From a build-quality perspective, the monitor's chassis feels plasticky, hollow, and as if it could easily shatter if I squeezed it too tightly. While I'm not in the habit of hugging my monitors, I do like for them to feel well-built. This one doesn't.

LG IPS235V Design and feature highlights
Connectivity: DVI, HDMI, VGA
Ergonomic options: 10-degree back tilt, 5-degree front tilt
Resolution: 1,920x1,080 pixels
Aspect ratio: 16:9
Audio: Headphone jack
VESA wall-mount support: Yes
Included video cables: HDMI
Backlight: LED
Panel type: e-IPS
Screen film: Matte
Number of presets: 5
Overdrive: No
Picture options: Brightness, contrast, sharpness
Color controls: RGB and three color temperature options
Gamma control: Yes
Additional features: None

I tested the LG Flatron IPS235V through its DVI input, connected to a Windows Vista PC with my own DVI cable. The display posted a composite score of 93 on CNET Labs' DisplayMate-based performance tests.

The merits of antiglare (AG) screen coating are much debated these days. Some viewers prefer the coating not be applied at all, while others favor only a limited amount. And others are completely indifferent. AG coating doesn't adversely affect a monitor's quality, and its benefits or lack thereof are strictly a question of preference.

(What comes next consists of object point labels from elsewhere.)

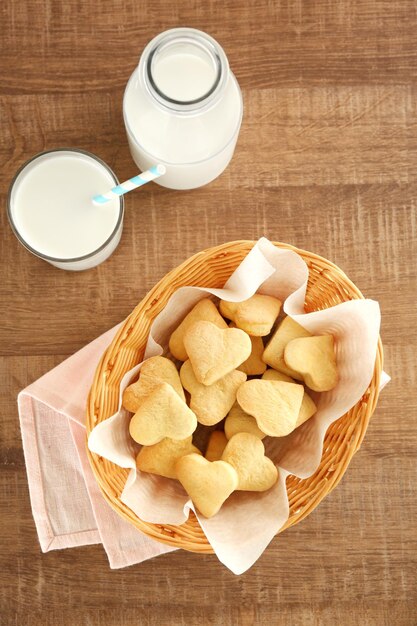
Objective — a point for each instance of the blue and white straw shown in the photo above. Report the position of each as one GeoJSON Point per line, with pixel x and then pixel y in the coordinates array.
{"type": "Point", "coordinates": [133, 183]}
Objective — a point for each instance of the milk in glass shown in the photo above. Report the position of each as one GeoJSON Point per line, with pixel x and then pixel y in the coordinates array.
{"type": "Point", "coordinates": [52, 213]}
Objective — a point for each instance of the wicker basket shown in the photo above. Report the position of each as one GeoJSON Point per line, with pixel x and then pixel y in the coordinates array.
{"type": "Point", "coordinates": [327, 286]}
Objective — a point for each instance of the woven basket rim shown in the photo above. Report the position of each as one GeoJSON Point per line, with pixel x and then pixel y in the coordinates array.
{"type": "Point", "coordinates": [189, 535]}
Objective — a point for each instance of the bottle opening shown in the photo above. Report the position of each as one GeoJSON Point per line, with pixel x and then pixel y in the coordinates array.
{"type": "Point", "coordinates": [185, 68]}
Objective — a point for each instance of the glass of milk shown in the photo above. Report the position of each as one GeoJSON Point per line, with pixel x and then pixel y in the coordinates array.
{"type": "Point", "coordinates": [183, 107]}
{"type": "Point", "coordinates": [51, 212]}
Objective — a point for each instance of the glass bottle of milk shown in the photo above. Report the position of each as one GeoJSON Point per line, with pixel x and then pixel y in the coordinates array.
{"type": "Point", "coordinates": [183, 107]}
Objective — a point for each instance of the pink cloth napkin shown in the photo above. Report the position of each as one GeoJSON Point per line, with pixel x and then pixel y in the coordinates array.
{"type": "Point", "coordinates": [67, 505]}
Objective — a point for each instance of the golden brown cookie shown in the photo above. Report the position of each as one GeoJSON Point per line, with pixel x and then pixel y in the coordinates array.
{"type": "Point", "coordinates": [154, 371]}
{"type": "Point", "coordinates": [161, 457]}
{"type": "Point", "coordinates": [256, 315]}
{"type": "Point", "coordinates": [246, 453]}
{"type": "Point", "coordinates": [275, 404]}
{"type": "Point", "coordinates": [215, 352]}
{"type": "Point", "coordinates": [216, 445]}
{"type": "Point", "coordinates": [308, 408]}
{"type": "Point", "coordinates": [211, 404]}
{"type": "Point", "coordinates": [208, 484]}
{"type": "Point", "coordinates": [315, 359]}
{"type": "Point", "coordinates": [162, 414]}
{"type": "Point", "coordinates": [203, 310]}
{"type": "Point", "coordinates": [274, 351]}
{"type": "Point", "coordinates": [240, 422]}
{"type": "Point", "coordinates": [254, 364]}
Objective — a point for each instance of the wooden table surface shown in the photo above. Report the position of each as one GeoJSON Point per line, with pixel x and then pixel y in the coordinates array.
{"type": "Point", "coordinates": [326, 160]}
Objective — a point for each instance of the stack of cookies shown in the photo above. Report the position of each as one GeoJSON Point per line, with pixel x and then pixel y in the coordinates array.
{"type": "Point", "coordinates": [217, 376]}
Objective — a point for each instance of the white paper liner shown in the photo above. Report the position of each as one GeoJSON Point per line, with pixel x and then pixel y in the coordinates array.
{"type": "Point", "coordinates": [247, 521]}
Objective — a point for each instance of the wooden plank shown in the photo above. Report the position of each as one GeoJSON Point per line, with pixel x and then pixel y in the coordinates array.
{"type": "Point", "coordinates": [326, 160]}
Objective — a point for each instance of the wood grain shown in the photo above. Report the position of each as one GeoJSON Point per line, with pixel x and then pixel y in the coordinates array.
{"type": "Point", "coordinates": [326, 160]}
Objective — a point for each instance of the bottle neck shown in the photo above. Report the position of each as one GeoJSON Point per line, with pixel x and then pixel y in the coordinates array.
{"type": "Point", "coordinates": [184, 70]}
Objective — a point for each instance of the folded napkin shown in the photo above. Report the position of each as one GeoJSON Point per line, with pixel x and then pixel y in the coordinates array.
{"type": "Point", "coordinates": [67, 504]}
{"type": "Point", "coordinates": [68, 507]}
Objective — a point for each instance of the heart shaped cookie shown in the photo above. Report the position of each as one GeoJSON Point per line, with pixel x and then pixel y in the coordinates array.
{"type": "Point", "coordinates": [274, 351]}
{"type": "Point", "coordinates": [274, 404]}
{"type": "Point", "coordinates": [308, 408]}
{"type": "Point", "coordinates": [240, 422]}
{"type": "Point", "coordinates": [211, 403]}
{"type": "Point", "coordinates": [203, 310]}
{"type": "Point", "coordinates": [315, 359]}
{"type": "Point", "coordinates": [253, 365]}
{"type": "Point", "coordinates": [256, 315]}
{"type": "Point", "coordinates": [208, 484]}
{"type": "Point", "coordinates": [246, 453]}
{"type": "Point", "coordinates": [216, 446]}
{"type": "Point", "coordinates": [154, 371]}
{"type": "Point", "coordinates": [215, 352]}
{"type": "Point", "coordinates": [161, 457]}
{"type": "Point", "coordinates": [162, 414]}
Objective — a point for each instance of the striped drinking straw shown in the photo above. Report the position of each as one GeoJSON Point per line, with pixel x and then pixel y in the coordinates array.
{"type": "Point", "coordinates": [133, 183]}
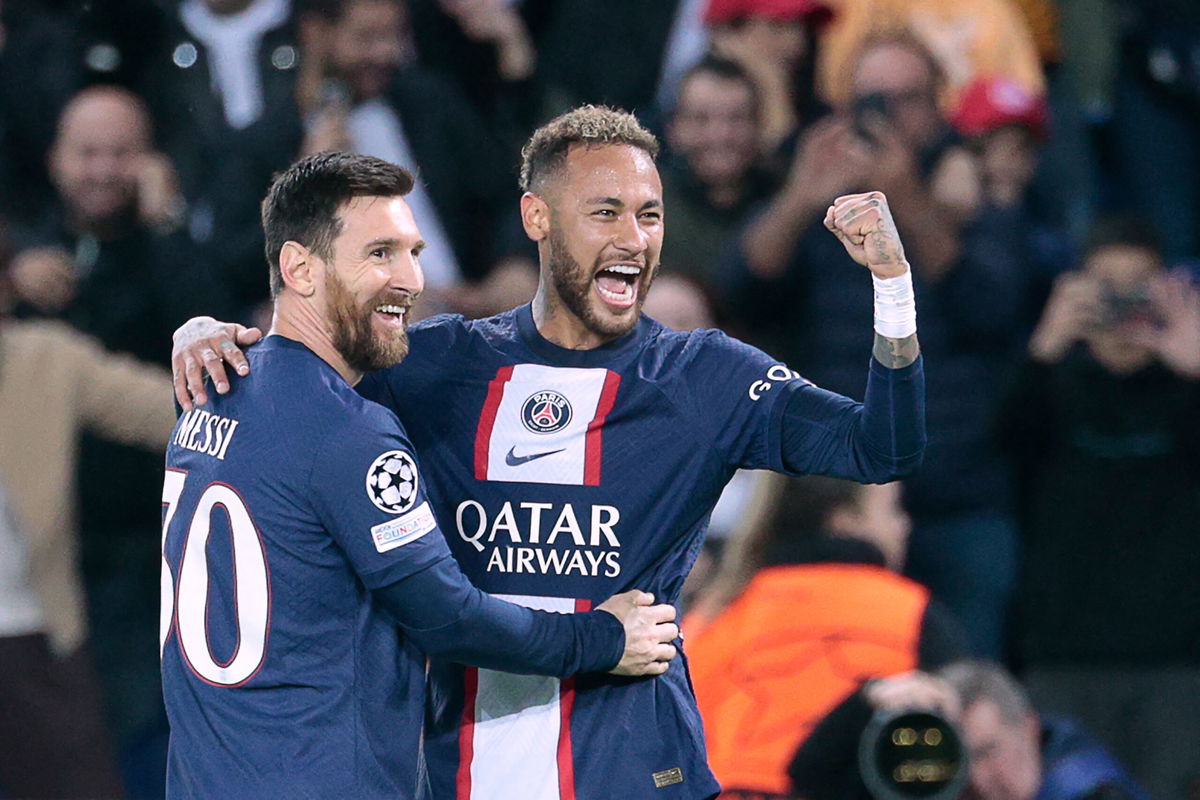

That said, there is a light AG coating on the IPS235's screen, reducing potential reflections while keeping some of the pop that glossy screens enjoy. A full glossy display can increase the perceived contrast of a monitor screen -- which some people prefer -- but can also make it difficult to see in direct sunlight.

A wide foot stand won't help with the wobbling if the thumbscrew (not pictured) on the bottom of the stand isn't tightened. Josh Miller/CNET

DisplayMate: The IPS235V had no problem displaying light gray up to level 254. Level 255 is considered white and every level between it and 1 is a variation of gray, so 254 is the highest score it could have achieved. The IPS235's performance here indicates the display will likely not be prone to washing out light colors. As for dark gray, the IPS235V displayed down to level 4 while still maintaining a deep black, pointing to the display being capable of a low (but not really low) black level.

The IPS235V handled color tests with aplomb, displaying mostly accurate colors in tests. Color scales displayed linearly and uniformly pointing to the display's ability to easily distinguish similar colors.

In our Dark Screen test, the monitor showed only minimal clouding along the top middle of the screen.